François Beya et Félix Tshisekedi. © Présidence RDC

Les semaines passent et François Beya, officiellement arrêté par l’Agence nationale de renseignements (ANR) pour des soupçons d’atteinte à la sûreté de l’État, n’est toujours pas inculpé. Selon un proche de Félix Tshisekedi, les enquêteurs travaillent toujours à réunir des preuves pour prouver sa culpabilité.

Des éléments des Forces armées de la RDC et de la Garde républicaine ont d’ailleurs été également interpellés. Outre Guy Vanda, le secrétaire particulier de Beya, l’ANR a appréhendé son directeur du protocole David Cikapa, et son garde du corps, Jean-Pierre Kalenga. Si ses proches sont auditionnés, l’ancien conseiller sécurité de Tshisekedi refuse toujours de répondre aux questions. « Le dossier a été mal ficelé et cela pose aujourd’hui problème », souffle un proche du président.

Résidence surveillée

François Beya a été clair : il demande soit l’ouverture d’un procès, soit son acquittement et refuse donc d’être placé en résidence surveillée. Cette mesure avait les faveurs de certains conseillers de Tshisekedi, mais celui-ci avait exprimé des réticences, encore marqué par le décès de Delphin Kahimbi alors qu’il était sous contrôle judiciaire à son domicile.

Les vraies raisons de son arrestation sont-elles à trouver ailleurs ? La théorie d’une lutte d’influence entre proches collaborateurs de Félix Tshisekedi est soutenue jusque dans le premier cercle présidentiel. Comme l’avait révélé Jeune Afrique, il est entre autres reproché à François Beya d’être responsable de failles dans la sécurité du chef de l’État et d’avoir accordé une protection à certains opérateurs économiques sanctionnés par les États-Unis pour blanchiment et financement du terrorisme.

Pour tenter de trouver une issue à cette affaire, Tshisekedi doit s’entretenir, selon nos informations, avec Constantin Tshiyombo, le frère aîné de Beya. Ce rendez-vous avait initialement été fixé avant son départ à Bruxelles, le 6 mars.

Mystérieux collectif

Convaincus que que l’ancien conseiller est victime d’un règlement de comptes, un mystérieux collectif baptisé « Free François Beya » s’active ces dernières semaines. À Bruxelles, le 7 mars, il a organisé une manifestation pour exiger sa libération, profitant de la visite privée de Félix Tshisekedi en Belgique, qui effectue un check-up médical. Une semaine plus tôt, ces soutiens avaient tenu une conférence de presse à laquelle certains parents de Beya, dont son frère Freddy, avaient pris part.
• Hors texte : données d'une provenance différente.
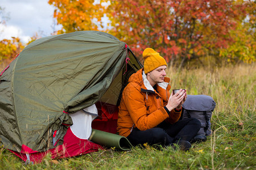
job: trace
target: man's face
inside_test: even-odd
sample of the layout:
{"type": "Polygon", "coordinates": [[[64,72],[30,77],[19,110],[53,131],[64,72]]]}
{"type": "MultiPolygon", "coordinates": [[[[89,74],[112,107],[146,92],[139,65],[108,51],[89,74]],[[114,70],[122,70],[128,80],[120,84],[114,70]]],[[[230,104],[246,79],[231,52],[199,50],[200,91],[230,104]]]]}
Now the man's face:
{"type": "Polygon", "coordinates": [[[152,84],[154,84],[153,85],[154,86],[158,83],[162,83],[163,82],[164,76],[166,75],[166,65],[161,66],[147,74],[147,79],[151,86],[152,84]]]}

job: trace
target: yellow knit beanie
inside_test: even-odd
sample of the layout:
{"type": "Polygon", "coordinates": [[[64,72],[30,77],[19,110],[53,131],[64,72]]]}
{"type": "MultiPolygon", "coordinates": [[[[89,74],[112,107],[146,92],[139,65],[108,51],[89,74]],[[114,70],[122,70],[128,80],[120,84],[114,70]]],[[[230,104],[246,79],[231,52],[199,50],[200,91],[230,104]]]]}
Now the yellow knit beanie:
{"type": "Polygon", "coordinates": [[[155,70],[159,66],[163,65],[167,66],[164,58],[151,48],[145,49],[142,56],[144,60],[144,71],[145,74],[155,70]]]}

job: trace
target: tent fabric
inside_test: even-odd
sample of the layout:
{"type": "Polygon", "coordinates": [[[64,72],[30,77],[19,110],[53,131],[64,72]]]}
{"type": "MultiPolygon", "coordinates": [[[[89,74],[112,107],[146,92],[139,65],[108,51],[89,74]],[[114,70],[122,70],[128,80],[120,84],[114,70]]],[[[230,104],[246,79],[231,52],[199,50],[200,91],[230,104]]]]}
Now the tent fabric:
{"type": "Polygon", "coordinates": [[[1,73],[0,144],[21,154],[63,146],[69,115],[102,98],[118,105],[127,77],[141,67],[129,46],[106,33],[35,40],[1,73]]]}
{"type": "Polygon", "coordinates": [[[84,155],[97,151],[99,149],[103,150],[104,148],[99,144],[77,138],[73,134],[69,128],[64,137],[63,144],[47,151],[35,152],[26,154],[10,151],[24,161],[27,161],[29,156],[31,162],[39,163],[47,154],[51,155],[52,159],[56,159],[84,155]]]}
Notamment composé de jeunes qui se disent membres de mouvements citoyens et activistes des droits humains, le collectif est dirigé par Victor Tesongo, qui faisait partie du très populaire mouvement Lucha (Lutte pour le changement). Si ce juriste de formation assure en être parti de son propre gré, l’un de ses membres affirme qu’il en a été exclu pour « abus et indignité ».

Ancien prisonnier d’opinion à Makala – il a été condamné à 12 mois de prison, avec d’autres camarades militants, pour avoir réclamé dans la rue la tenue en 2016 de l’élection présidentielle –, il est aujourd’hui directeur exécutif de l’ONG Ligue pour la promotion et la défense des droits de l’homme. Il prend régulièrement la défense de l’ancien Premier ministre Augustin Matata Ponyo, mis en cause il y a plusieurs mois pour une affaire de détournement de fonds.